Shook says vendors should see the Oracle case as a warning.
“Companies need to be completely compliant and clear when negotiating a GSA contract,” he says. “They need to be careful to understand when the price reduction clause will apply. Not all contractors have been careful with disclosures and making sure they understand the price reduction clause and how it’s implemented.”
He adds that companies should test their own commercial sales practices by understanding all their sales factors, including whether or not sales people can reduce prices for certain customers.
As for Oracle, its fate is unclear.
“DoJ must think there is something there and a fairly good sized return on the litigation,” says a former government official, who requested anonymity because the official didn’t receive permission to talk about this issue. “This is bad for Oracle, particularly if a government’s debarment official decides to suspend or debar them pending the outcome of the litigation. A suspension or debarment could impact both their government and commercial sales adversely – just ask IBM about their experience last year.”

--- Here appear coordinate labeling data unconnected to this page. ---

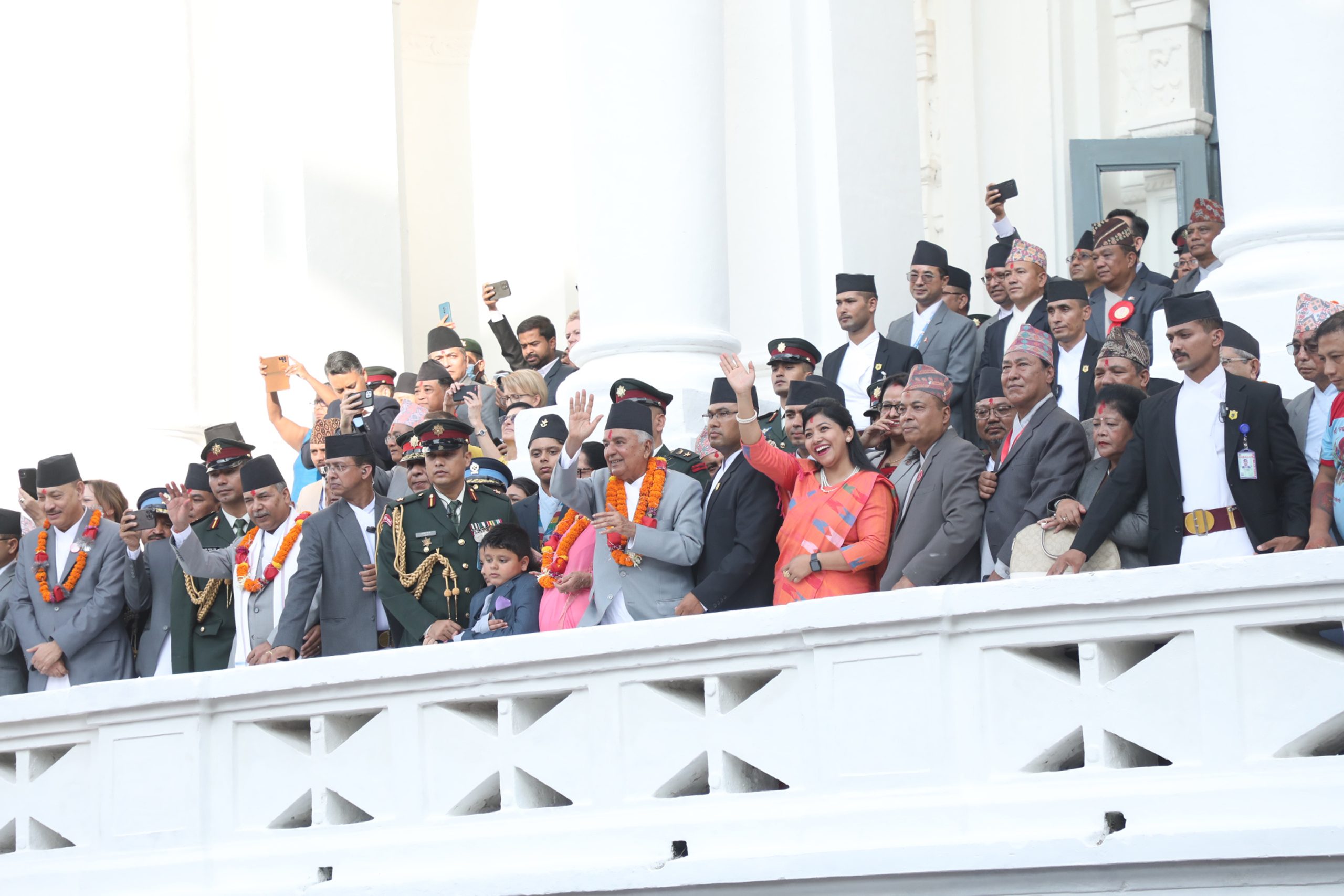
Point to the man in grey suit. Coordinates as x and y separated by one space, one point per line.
1042 456
941 515
337 565
1206 222
664 553
945 339
14 669
1124 299
148 583
273 516
70 625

In March 2008, the Environmental Protection Agency suspended IBM from contracting for about a month.
A suspension is unlikely, however, because of the footprint Oracle has in the government, several experts say.
Shook and others say there are several things that could happen to the company.
Oracle could go to court and win the case. It could go to court, and lose and end up paying millions in damages and possibly face suspension or debarment. Or, Shook believes, Oracle eventually will settle the case and pay some kind of fine.
Oracle could face hundreds of millions of dollars in damages and fines. The False Claims Act says a guilty verdict could cost the company three times the amount of money the court finds the company defrauded the government of, as well as a penalty of $5,000 to $11,500 per claim.
“We have not seen any cases that have gone to trial of late on these allegations,” Shook says. “It certainly would be nice to see a case go to trial so a court could rule on the interpretation of the solicitation and requirements. We don’t have specific recent cases on that point so settlement, from a perspective of a contractor, always a possibility.”